Ele é responsável pelas tramas dos filmes Unidas pela Vida (2013), protagonizado por Helen Hunt, e A Última Chamada, lançado digitalmente no Brasil no ano passado com John Malkovich, Rhys Ifans e Rodrigo Santoro no elenco.
Parte da justificativa da associação das produtoras, para não atender ao aumento da remuneração, é o fato de nem todas as plataformas de streaming darem tanto lucro quanto a Netflix.

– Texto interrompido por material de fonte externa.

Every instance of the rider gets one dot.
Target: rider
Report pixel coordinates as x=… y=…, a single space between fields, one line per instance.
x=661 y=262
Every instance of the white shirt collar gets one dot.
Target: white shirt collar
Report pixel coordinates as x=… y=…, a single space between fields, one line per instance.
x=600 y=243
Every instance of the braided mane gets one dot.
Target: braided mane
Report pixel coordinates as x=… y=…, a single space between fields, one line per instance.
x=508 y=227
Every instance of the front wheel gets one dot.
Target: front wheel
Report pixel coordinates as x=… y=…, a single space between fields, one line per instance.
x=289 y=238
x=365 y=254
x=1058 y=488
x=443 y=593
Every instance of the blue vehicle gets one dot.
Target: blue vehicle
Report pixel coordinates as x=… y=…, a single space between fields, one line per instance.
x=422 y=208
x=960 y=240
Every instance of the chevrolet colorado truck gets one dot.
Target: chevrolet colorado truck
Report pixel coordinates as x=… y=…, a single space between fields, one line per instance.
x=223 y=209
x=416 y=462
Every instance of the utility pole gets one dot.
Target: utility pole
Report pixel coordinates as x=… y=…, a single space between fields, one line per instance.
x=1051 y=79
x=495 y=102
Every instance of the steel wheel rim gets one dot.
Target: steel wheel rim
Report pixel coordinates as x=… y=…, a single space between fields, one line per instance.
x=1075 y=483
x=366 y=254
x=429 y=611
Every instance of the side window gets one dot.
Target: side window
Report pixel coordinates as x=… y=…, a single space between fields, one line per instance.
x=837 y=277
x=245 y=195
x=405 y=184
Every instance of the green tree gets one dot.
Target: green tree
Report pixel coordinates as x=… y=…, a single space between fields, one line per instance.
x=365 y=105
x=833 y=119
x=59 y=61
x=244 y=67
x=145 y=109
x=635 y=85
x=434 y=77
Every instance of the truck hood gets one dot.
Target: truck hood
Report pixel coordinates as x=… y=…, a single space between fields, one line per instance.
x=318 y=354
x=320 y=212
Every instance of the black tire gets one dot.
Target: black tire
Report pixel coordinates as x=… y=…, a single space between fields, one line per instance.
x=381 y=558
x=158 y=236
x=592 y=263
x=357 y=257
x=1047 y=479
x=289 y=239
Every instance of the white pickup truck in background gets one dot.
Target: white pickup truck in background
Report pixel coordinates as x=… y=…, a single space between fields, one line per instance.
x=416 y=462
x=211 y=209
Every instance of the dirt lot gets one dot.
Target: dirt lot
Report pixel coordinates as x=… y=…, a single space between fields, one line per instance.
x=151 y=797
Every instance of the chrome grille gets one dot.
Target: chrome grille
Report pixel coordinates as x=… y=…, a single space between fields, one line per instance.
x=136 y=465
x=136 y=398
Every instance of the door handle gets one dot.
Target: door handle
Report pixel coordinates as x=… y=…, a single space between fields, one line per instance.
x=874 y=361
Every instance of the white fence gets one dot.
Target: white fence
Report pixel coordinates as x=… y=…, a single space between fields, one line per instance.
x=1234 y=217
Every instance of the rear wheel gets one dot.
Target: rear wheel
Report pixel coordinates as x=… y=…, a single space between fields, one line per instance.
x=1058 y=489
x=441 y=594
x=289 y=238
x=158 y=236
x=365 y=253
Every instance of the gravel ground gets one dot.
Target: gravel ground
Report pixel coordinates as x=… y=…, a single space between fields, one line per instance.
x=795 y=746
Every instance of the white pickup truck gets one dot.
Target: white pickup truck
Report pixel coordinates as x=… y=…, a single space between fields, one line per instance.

“Alguns serviços dizem não estar tão bem, mas isso pode ser um pouco ilusório. Como eles estão investindo em ativos e comprando títulos para os seus catálogos, a sua perda é de curto prazo. Na verdade, eles estão acumulando capital”, afirma Bernstein.
Para os roteiristas, é injusto que o streaming se recuse a remunerar o setor proporcionalmente ao lucro obtido com o produto. “No início, eles eram considerados uma nova mídia. Sendo assim, o sindicato fez concessões nas negociações, na esperança de incentivar o crescimento desse novo mercado. Só que agora o streaming tomou conta. Seu alcance combinado supera o da indústria de entretenimento tradicional”, comenta Bella.
E essa questão não afeta apenas para os roteiristas, mas sim todo o setor criativo. Isso explica o apoio de outras categorias à greve. “Diferentemente da última greve dos roteiristas (iniciada em 2007), agora há uma unidade com os outros setores. Além da adesão de 97% ou 98% dos membros do sindicado dos roteiristas, os outros sindicatos também estão de acordo”, conta Bernstein.
A greve vai impactar o seu último trabalho, o filme GRQ, que ele roteirizou e dirigiu. “Estamos na pós-produção, fase em que normalmente refazemos ou mudamos alguns diálogos. Mas não tenho permissão para isso durante a greve, o que pode atrasar a finalização do meu filme, afetando a sua capacidade de gerar renda mais tarde”, acrescenta ele.
Para Bella, que também passou a atuar como diretor na série The Rookie, a insatisfação atual pode tornar esta greve pior que a de 2007. A paralisação anterior durou 100 dias, causando prejuízos calculados em US$ 2 bilhões, na época. “Após aquela greve, a economia de Los Angeles levou anos para se recuperar. Quando os roteiristas param, o restante da indústria também fica desempregado, fazendo o dano se espalhar, atingindo os restaurantes e a prestação de serviços.”
O pior da paralisação, segundo Bella, é acompanhar os gigantes do entretenimento seguirem arrecadando seus bilhões de dólares, enquanto o dinheiro some do bolso dos roteiristas, diretores, atores e técnicos. “Eles continuam lucrando graças às mesmas pessoas que desempregam.”